Spy Webs in Asia Spread Into Trade

CIA double agents have become Chinese satellite dishes and Kremlin moles a Japanese infrared beam.

The world's new hotbed of espionage, front companies, and Aldrich Ames-style bribes are in Asia. The good old days of Soviet operatives and American informants are being overtaken by the bad new days of Chinese scientists and Japanese technicians.

''Intelligence spending in Asia doubled from the mid-1980s to the mid-1990s,'' says Desmond Ball, an intelligence expert at the Australian National University's Strategic and Defense Studies Center in Canberra. ''Budgets are going up everywhere.''

Espionage activity is growing faster in Asia than in any other part of the world, according to Mr. Ball. The United States and Australia, for instance, got caught in May bugging the Chinese embassy in Canberra.

And spying in Asia is increasingly focused on economic intelligence. Instead of probing Soviet and Chinese nuclear-missile sites, spies are helping their countries gain bargaining positions in trade talks and assisting their businesses in contract negotiations.

President Clinton reportedly ordered the Central Intelligence Agency recently to make a top priority of spying on rivals involved in trade talks with the US. US trade representative Mickey Kantor reportedly used CIA information in this spring's auto trade talks with Japan

Analysts say the US spying on China in Australia illustrates how much intelligence gathering is changing in the post-cold-war era. The Australian government has not confirmed the allegations, but according to published reports, Australian intelligence agents and US operatives planted dozens of bugs in the new multimillion-dollar Chinese embassy that opened in Canberra in 1992.

The disclosures set off a firestorm of protest - not from the Chinese, but from Australian critics. According to published reports, disgruntled Australian agents said data picked up from the embassy was first being given the US National Security Agency for translation and analysis, and then was only passed on in part to Australian intelligence.

Why help a competitor?

Critics were furious that one of Australia's biggest economic competitors, the US, had access to secret trade talks held between Australian and Chinese officials in the embassy. China's markets, where US and Australian companies compete, has become the equivalent of missile technology. ''I don't think all of the [Australian] intelligence services are able to distinguish our needs from the needs of the US,'' says John Walker, an Australian defense analyst. ''It is an understatement to say the US is actively intruding in markets we are interested in.''

Another story was leaked that painted Australia as the victim of espionage throughout Asia and the world. Intelligence officials said listening devices or evidence of espionage were found in Australian embassies or residencies in at least nine countries - Indonesia, Burma, Vietnam, Turkey, rump Yugoslavia, Poland, China, Russia, and Brazil.

The most spectacular case involved the Japanese bugging of the Australian embassy in Jakarta, the Indonesian capital. An infrared beam was being directed on a window in the embassy from 600 yards away to eavesdrop on conversations inside. Australian diplomats throughout East Asia were called home for a special security briefing.

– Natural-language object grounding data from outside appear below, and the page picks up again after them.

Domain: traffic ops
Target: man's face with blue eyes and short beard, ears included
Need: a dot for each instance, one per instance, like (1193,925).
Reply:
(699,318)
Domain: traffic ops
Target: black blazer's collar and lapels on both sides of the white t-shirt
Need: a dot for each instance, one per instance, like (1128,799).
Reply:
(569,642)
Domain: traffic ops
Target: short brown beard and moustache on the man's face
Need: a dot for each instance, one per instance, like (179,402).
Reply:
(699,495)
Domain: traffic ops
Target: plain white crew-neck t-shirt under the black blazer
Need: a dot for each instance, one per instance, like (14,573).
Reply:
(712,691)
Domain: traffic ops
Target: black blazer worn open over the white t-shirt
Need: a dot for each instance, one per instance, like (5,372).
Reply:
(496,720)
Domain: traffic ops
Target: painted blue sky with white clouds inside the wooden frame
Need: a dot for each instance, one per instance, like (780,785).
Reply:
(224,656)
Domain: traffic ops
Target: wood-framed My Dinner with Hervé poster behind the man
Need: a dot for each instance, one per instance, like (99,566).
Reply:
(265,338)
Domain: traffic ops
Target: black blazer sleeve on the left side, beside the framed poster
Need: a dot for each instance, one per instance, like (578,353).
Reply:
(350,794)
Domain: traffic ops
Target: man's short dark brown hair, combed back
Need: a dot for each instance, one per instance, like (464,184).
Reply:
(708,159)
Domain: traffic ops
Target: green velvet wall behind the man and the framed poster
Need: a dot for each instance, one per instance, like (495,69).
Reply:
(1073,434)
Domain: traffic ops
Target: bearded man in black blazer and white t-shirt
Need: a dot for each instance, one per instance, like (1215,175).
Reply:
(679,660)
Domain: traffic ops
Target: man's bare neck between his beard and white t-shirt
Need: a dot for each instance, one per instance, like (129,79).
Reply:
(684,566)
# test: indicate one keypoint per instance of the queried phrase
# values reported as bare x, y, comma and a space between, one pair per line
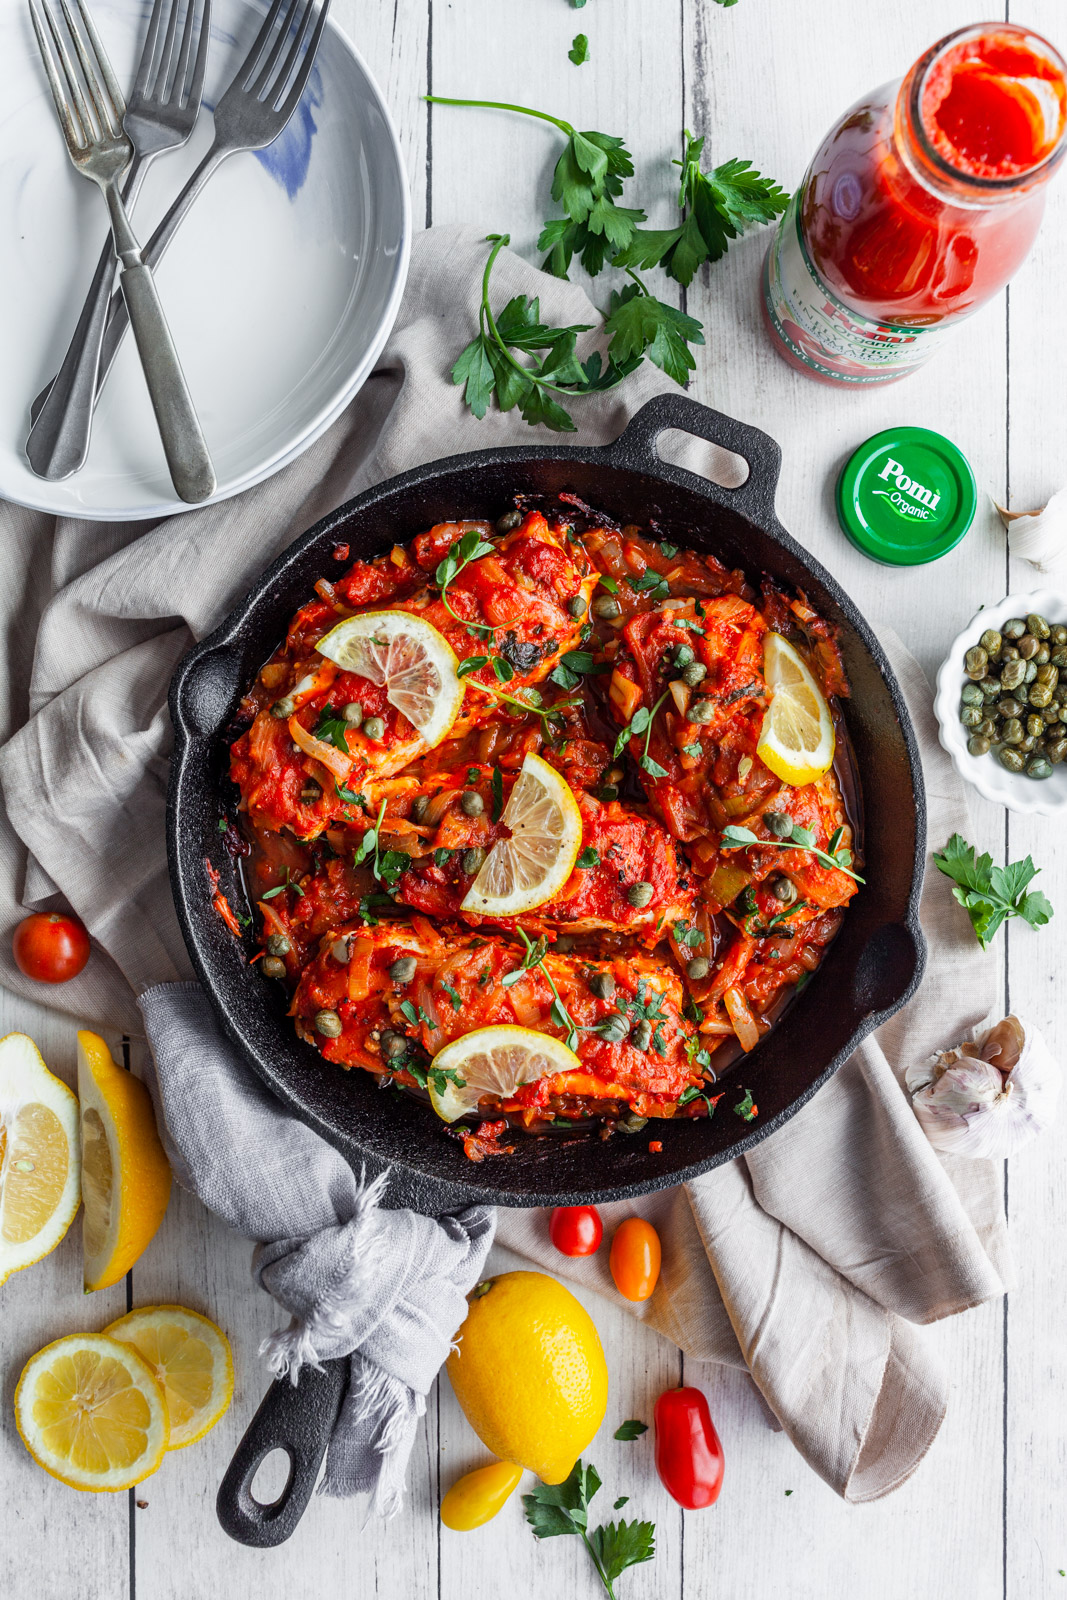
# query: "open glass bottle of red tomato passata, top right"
921, 204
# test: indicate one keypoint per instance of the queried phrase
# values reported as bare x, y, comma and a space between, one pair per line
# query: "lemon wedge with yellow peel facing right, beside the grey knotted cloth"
126, 1177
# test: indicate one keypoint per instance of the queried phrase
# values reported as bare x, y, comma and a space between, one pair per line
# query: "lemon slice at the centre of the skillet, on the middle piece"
535, 863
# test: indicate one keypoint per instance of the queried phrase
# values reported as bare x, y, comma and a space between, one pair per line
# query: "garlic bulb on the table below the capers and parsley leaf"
989, 1098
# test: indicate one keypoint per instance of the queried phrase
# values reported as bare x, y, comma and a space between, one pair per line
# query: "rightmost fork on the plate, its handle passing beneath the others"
252, 114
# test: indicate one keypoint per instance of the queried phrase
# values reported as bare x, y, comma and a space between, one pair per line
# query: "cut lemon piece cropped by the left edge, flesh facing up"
41, 1170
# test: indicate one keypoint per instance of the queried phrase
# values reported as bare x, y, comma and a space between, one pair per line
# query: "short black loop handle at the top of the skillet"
636, 449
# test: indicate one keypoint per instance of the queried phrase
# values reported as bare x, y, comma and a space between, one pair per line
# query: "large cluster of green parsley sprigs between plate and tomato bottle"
588, 186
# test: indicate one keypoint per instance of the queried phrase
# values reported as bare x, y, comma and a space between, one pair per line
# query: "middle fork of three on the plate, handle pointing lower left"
161, 116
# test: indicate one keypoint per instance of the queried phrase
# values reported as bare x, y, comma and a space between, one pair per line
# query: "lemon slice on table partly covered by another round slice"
191, 1359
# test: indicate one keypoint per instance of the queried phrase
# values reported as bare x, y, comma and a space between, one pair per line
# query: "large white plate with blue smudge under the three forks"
281, 287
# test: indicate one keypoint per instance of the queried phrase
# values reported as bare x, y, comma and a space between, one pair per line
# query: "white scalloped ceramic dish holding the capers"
1041, 798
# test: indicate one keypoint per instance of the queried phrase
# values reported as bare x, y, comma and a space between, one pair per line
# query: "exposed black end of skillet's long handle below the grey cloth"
297, 1418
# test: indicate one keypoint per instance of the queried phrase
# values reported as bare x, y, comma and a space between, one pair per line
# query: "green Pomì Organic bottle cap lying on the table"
906, 497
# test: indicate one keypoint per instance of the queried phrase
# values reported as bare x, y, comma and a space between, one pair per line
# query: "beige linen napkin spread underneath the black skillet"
810, 1262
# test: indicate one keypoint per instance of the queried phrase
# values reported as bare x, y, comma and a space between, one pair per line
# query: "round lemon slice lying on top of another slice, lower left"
92, 1414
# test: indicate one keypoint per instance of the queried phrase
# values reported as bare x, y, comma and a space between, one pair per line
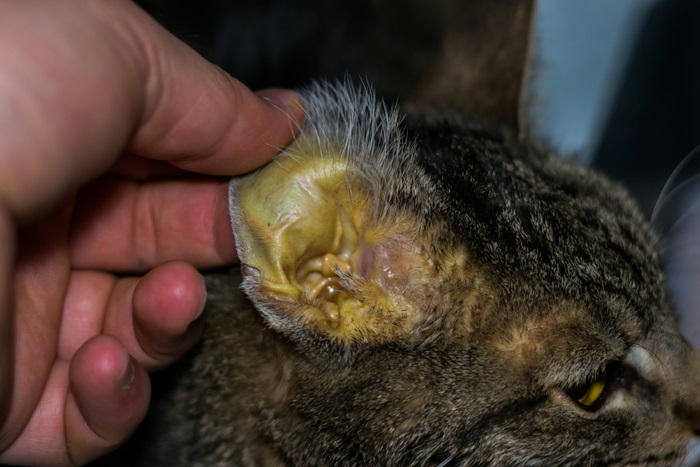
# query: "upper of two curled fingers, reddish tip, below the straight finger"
159, 316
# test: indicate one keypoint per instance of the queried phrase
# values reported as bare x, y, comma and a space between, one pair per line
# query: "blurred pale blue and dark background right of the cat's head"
620, 87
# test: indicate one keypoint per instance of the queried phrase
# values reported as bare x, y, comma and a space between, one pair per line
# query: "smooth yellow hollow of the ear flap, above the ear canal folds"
290, 213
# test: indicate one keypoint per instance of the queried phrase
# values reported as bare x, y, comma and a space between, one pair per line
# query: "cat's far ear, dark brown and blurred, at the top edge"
484, 61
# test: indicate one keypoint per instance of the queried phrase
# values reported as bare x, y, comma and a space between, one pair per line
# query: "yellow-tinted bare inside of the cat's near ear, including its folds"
304, 231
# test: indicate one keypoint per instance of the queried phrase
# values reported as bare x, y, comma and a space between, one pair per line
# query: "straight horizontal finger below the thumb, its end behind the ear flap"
121, 225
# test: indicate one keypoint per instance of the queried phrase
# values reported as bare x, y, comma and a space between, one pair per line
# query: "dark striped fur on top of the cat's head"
540, 227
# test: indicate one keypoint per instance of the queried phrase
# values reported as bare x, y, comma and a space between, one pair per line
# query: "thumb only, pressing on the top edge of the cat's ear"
200, 118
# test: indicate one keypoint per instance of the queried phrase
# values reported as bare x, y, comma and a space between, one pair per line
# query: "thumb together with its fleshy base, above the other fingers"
144, 89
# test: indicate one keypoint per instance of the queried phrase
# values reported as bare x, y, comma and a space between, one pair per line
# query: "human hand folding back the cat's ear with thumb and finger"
103, 118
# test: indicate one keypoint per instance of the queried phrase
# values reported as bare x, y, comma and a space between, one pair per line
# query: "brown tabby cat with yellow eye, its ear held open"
427, 286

Ball says that as Asian countries grow in economic power, intelligence budgets are being boosted and the vast majority of new spending involves ''signals intelligence'' - spookspeak for eavesdropping. Since the mid-1980s, Japan, China, India, and Australia have emerged as eavesdropping leaders in the region. In Southeast Asia, Australia has the most extensive signal intelligence system while Singapore has the most sophisticated, says Ball.

Activity in Australia, where the defense intelligence directorate has doubled in size from 1,000 to 2,000 people since 1981, is in some ways indicative of changes in the region. Australia opened a new eavesdropping station on its northern coast in 1988 to monitor Indonesian satellite traffic. A new $250 million station in western Australia opened in 1993 to track Chinese satellites. The new facility replaces a joint British-Australian listening post in Hong Kong that will be lost to China in 1997.

Japan has two ground monitoring stations on its northern islands, while China has two ground stations and three new Chinese-made ground monitoring stations in Burma.

Ball cautions that most of the intelligence being gathered in Asia still revolves around military and political issues. All China's neighbors are eagerly tracking its military. Insurgent movements, such as Indonesia's fight to maintain control of East Timor, also keep intelligence agencies busy.

Distrust of businesses

Some former intelligence officials, echoing some Clinton administration critics in the US, warn that Australian intelligence should not get involved in economic spying and would be ineffective at it. ''If you get information, which company do you give it to? Like any intelligence, how do you act on it without revealing its source and do you trust a company to not act so openly that they reveal the source,'' says the former Australian intelligence official.

Australian officials were caught flat-footed by the embassy incident. Foreign Minister Gareth Evans has since touted the country's attempts to integrate more with Asia and vowed to reshape Australia's intelligence agencies to serve Australia's interests - not America's.

But Australian critics say the scandal shows that Australian intelligence, originally started as a branch of Britain's MI-6 in the 1950s, is still wedded to cold-war notions of intelligence.